Es fama que los reyes de Francia e Inglaterra curaban las escrófulas de sus súbditos imponiéndoles las manos, y que los segundos repartían anillos que sanaban por haberlos tocado el monarca.
Las manos del Rey son manos que curan, leemos, referido a Aragorn, en El Señor de los Anillos, y es significativo en quien, como Tolkien, estaba convencido de que ninguna actividad era más impropia de los hombres que la de gobernar sobre otros hombres.
Y quizá sea esta la principal perplejidad del poder, su incongruencia intelectual, la extraña figura de un mortal que decide sobre la vida de todos los otros en una comunidad. Probablemente por eso la humanidad ha sacralizado siempre el poder, de manera expresa en las sociedades antiguas, de modo más inconsciente y tácito en las modernas.
El rey se identifica con la tierra, y no hay percance social, bueno o malo, que no se le pueda achacar a su providencia o descuido. Del rey dependen las cosechas y la lluvia, la victoria sobre los enemigos tanto como la abundancia de los rebaños.
En China, que goza o sufre una continuidad civilizacional sin parangón en la historia, el mayor delito y el peor pecado que podía cometer el súbdito era la desobediencia al emperador, una mentalidad cuyo fruto hoy recoge Xi Jinping con pequeñas adaptaciones. Y la justificación era, naturalmente, que el emperador era el elegido del Cielo, entendido como conjunto de divinidades y ancestros.
Pero esto planteaba un problema obvio al estudioso: si lo peor que puede hacerse en este mundo es desobedecer al monarca, atrayendo así la ira del cielo y rompiendo la armonía del universo, ¿cómo se explica la rebelión exitosa que derrocaba a un emperador para entronizar a una nueva dinastía?
De ahí surgió el concepto del tiānmìng, el Mandato del Cielo, por el que la divinidad podía retirar su favor del emperador déspota o malvado. El Cielo retiraba su mandato del monarca reinante y lo traspasaba al hasta entonces rebelde. Es, como todo lo chino, un feliz apaño de vaga religiosidad y realismo político, una versión oriental del cristiano “Rex eris si recte facies; si non facias, non eris” codificado por San Isidoro.
También una sociedad tan legalista y sofisticada como la romana en la época imperial vio necesario divinizar a sus azarosos emperadores como signo de unidad en una comunidad por lo demás peligrosamente diversa, el único lazo fiable que, como el Anillo Único, vinculase a todos.
El cristianismo vino a acabar con todo aquello al establecer, al modo judío, una separación tajante entre Creador y criatura, entre lo sacro y lo profano, extraña al mundo clásico, y fue eso lo que lo convirtió en el Enemigo Público Número Uno de Roma.

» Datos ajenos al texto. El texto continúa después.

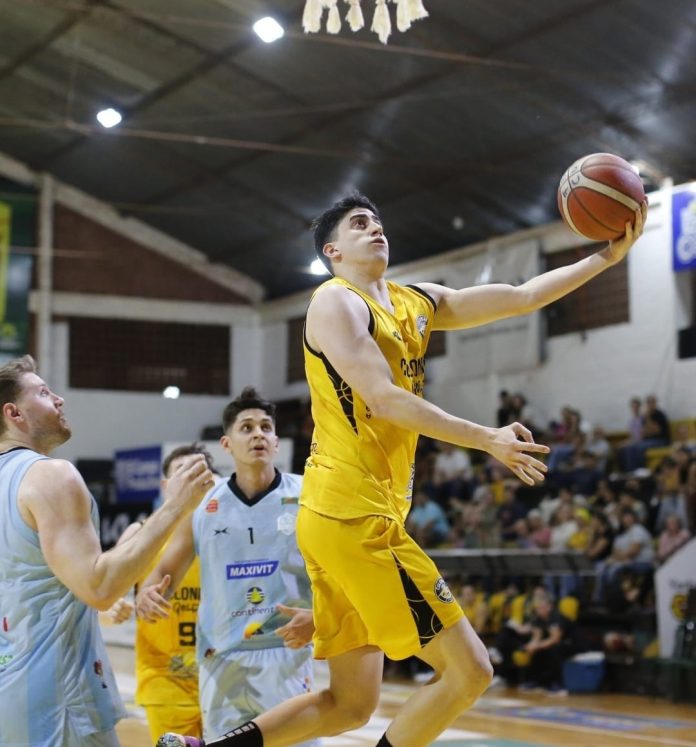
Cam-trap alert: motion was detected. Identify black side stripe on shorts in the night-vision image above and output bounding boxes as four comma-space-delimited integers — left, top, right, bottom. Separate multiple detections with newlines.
392, 553, 443, 648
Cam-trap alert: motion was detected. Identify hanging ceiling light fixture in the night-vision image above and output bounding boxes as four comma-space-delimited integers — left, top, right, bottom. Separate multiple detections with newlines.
302, 0, 428, 44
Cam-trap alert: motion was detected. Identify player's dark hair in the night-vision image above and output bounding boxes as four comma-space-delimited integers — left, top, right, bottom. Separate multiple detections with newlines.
0, 355, 36, 435
222, 386, 275, 433
162, 441, 214, 477
312, 192, 379, 274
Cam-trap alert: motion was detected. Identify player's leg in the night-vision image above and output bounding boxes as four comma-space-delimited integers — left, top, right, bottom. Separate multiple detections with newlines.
157, 646, 384, 747
386, 617, 493, 747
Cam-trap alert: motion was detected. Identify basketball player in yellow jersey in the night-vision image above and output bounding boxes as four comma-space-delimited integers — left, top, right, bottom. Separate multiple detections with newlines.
118, 444, 212, 742
158, 194, 647, 747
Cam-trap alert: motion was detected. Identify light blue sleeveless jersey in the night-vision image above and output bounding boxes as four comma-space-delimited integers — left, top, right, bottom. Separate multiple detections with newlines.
0, 449, 126, 747
193, 473, 311, 662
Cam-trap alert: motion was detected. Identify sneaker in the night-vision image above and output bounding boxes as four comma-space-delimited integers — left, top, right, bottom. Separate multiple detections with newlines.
155, 731, 205, 747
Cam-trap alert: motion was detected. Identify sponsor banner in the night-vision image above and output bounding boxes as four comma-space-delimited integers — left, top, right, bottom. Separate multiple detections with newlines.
447, 239, 541, 379
655, 539, 696, 658
114, 446, 162, 503
672, 183, 696, 272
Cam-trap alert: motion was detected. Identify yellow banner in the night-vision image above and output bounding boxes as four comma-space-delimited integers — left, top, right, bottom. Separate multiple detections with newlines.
0, 202, 12, 322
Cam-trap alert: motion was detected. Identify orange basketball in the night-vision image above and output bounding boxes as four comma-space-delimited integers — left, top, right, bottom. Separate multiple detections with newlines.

Puede y suele sorprendernos tanto el empecinamiento del mártir en negarse a arrojar siquiera un grano de incienso ante la estatua del emperador, Divus Augustus, como la vesania con la que el poder respondía a este desafío. Y, sin embargo, es la cosa más razonable del mundo.
El poder romano no defendía un modelo religioso al emplear los métodos más expeditivos para extirpar el cristianismo, sino el instinto político de entender que, si no se mantiene al menos la ficción de que el emperador es divino, el imperio no podrá subsistir. Para el cristiano, por su parte, el más pequeño grano de incienso bajo la estatua del emperador significaba una rendición total de toda su cosmovisión.
Pero, al triunfar, el cristianismo —la civilización cristiana, por mejor decir— se encontró con el viejo problema de la necesaria sacralización del poder. Su solución fue la monarquía cristiana, en la que el rey era un débil mortal, como todos, pero legitimado para gobernar como ‘delegado civil’ de la divinidad mediante el plácet de la Iglesia.
Hoy se pretende que esa monarquía cristiana dio al poder un carácter sacral que la Revolución vino a desbaratar, pero la realidad es casi diametralmente la opuesta: es la desaparición de la fe como elemento vivificador y determinante de la cultura occidental lo que nos está devolviendo al gobernante sacro, el que, como Adolf Hitler, pretende ser una ‘encarnación’ del pueblo.
Solo mediante esa identificación del gobernante y la tierra, por ejemplo, puede explicarse que una acusación vertida contra la mujer del Príncipe (sensu lato) se convierta en ofensa para la tierra toda, que todos los súbditos tiene el sagrado deber de condenar y, en lo posible, vengar.